If anyone says to you, “We all worship the same God”, I hope you get an opportunity, lovingly, to disagree. No other god took on flesh to save His own creation. No other god, fully faultless, became sin so that we would be considered sinless. Paul, in a huge paragraph of comparison of the world religions in his age shows the uniqueness of Jesus. “Jews demand miraculous signs and Greeks look for wisdom; but we preach Christ crucified: a stumbling block to Jews and foolishness to Gentiles, but to those whom God has called, both Jews and Greeks, Christ the power of God and the wisdom of God. For the foolishness of God is wiser than man’s wisdom and the weakness of God is stronger than man’s strength.” (I Corinthians 1:22-25)
Our God is like no other. He is strong when He needs to be strong. He will confront us, and the whole world, of sin. He shows anger when anger needs to be shown. He will cry and be burdened when folks are not willing to turn to Him and receive His love.
An emotional God calls us to have the same heart. Does it bother you that so few people have a heart for God? Does it grieve you that so many people have no faith in Jesus?

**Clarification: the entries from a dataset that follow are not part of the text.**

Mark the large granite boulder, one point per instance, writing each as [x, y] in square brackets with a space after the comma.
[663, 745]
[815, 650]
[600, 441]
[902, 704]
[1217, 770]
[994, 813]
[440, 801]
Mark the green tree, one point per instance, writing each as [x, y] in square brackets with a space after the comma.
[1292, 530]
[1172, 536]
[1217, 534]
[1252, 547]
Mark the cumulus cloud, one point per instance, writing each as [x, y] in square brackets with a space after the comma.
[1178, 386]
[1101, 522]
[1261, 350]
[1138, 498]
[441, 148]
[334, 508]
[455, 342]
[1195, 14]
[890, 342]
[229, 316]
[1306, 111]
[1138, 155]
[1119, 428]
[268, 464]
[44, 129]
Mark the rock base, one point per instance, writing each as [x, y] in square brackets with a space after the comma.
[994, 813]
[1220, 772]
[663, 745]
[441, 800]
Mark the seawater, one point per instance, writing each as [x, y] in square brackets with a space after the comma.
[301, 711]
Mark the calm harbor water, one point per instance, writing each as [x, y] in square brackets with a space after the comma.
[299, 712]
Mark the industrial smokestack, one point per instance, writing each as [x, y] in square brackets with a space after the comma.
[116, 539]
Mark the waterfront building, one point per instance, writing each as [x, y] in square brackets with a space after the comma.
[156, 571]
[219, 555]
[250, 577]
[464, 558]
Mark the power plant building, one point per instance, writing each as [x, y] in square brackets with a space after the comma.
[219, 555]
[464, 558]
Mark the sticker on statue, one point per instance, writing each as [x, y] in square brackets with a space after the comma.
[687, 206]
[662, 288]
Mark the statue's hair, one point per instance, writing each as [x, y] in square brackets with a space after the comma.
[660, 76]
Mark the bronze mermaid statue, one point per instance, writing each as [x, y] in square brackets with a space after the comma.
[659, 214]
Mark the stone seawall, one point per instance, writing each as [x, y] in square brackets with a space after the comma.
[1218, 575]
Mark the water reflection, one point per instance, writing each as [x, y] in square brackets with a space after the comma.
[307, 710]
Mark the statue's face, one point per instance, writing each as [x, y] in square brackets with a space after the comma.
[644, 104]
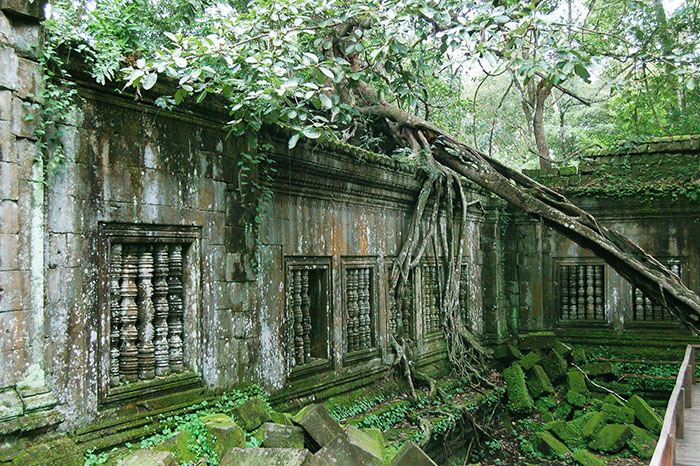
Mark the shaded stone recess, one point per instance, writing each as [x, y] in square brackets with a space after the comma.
[556, 284]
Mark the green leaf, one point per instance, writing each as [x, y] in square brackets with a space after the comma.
[149, 80]
[311, 132]
[325, 101]
[293, 140]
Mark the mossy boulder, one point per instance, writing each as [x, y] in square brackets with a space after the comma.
[563, 431]
[528, 361]
[645, 414]
[642, 442]
[179, 446]
[563, 411]
[555, 366]
[586, 458]
[593, 424]
[253, 413]
[578, 356]
[611, 438]
[576, 399]
[225, 433]
[519, 400]
[617, 414]
[576, 381]
[548, 445]
[538, 384]
[604, 369]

Does it break your heart that too many keep their heart guarded from God’s desire for them? The Scripture says, “He who has the Son has life; he who does not have the Son of God does not have life.” (I John 5:12) Does it grip you that those words of Jesus, “But you were not willing”, are words that apply to us and to many of our friends and family?
I’m glad that our faith in our majestic triune God isn’t the same as any other religion in the world. I’m glad that we have a great God who has a real heart that confronts us when we are not what we should be, and desires to bring us into the fullness of life in the work of Jesus.

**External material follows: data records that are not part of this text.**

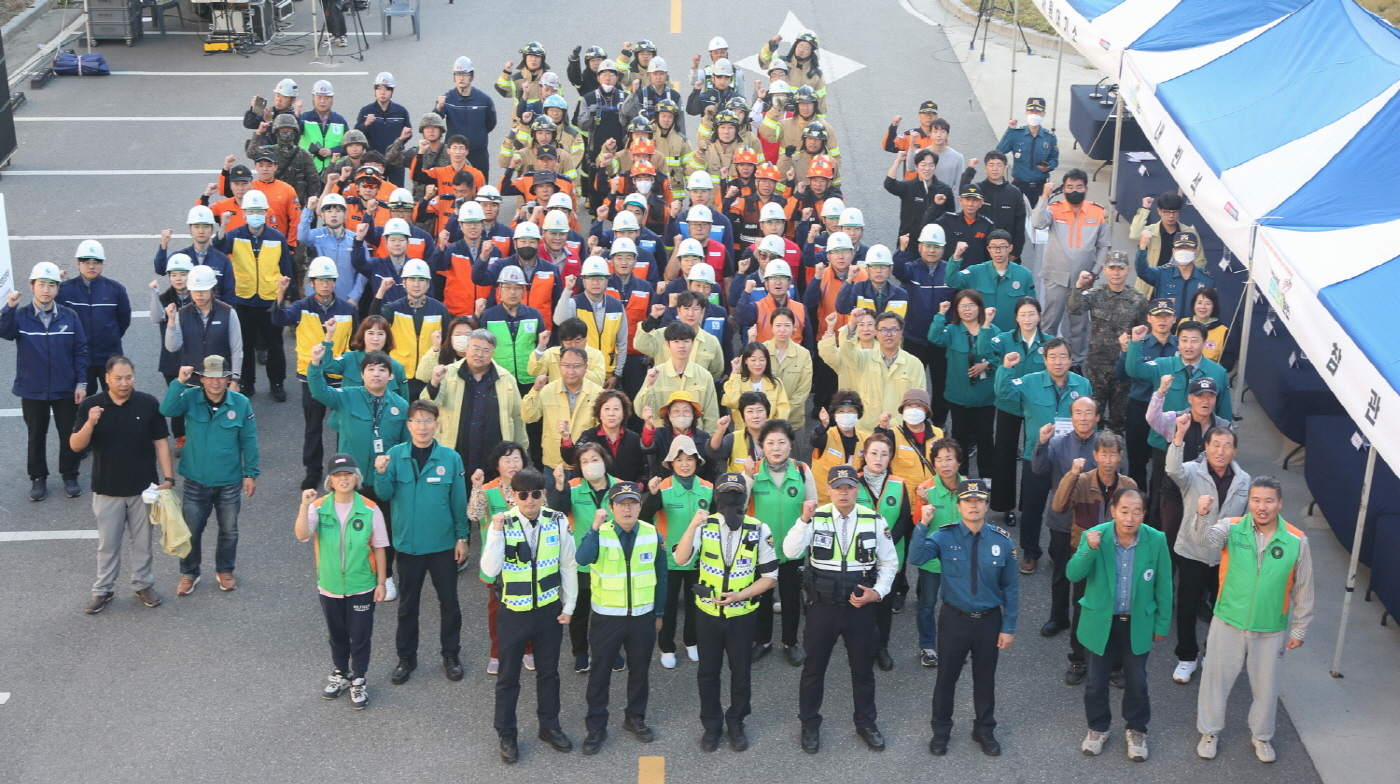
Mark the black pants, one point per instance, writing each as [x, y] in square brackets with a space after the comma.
[609, 634]
[255, 324]
[679, 599]
[790, 592]
[1010, 445]
[412, 573]
[973, 426]
[350, 625]
[515, 630]
[723, 637]
[959, 636]
[37, 419]
[826, 623]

One more emotion for our God. Joy. Happiness. A smile. In the Parable of the Lost Sheep (Luke 15:3-7) the shepherd has a joy that is unbridled. One sheep got lost. And the shepherd sought him. “And when he finds it, he joyfully puts it on his shoulders and goes home. Then he calls his friends and neighbors together and says, ‘Rejoice with me; I have found my lost sheep.” Joy!! The loss, the grief, the yearning finds an answer. The sheep is found. A life is saved. Another person is able to enjoy God forever.
The emotions of our great God are wonderful. Take them in. Amen!!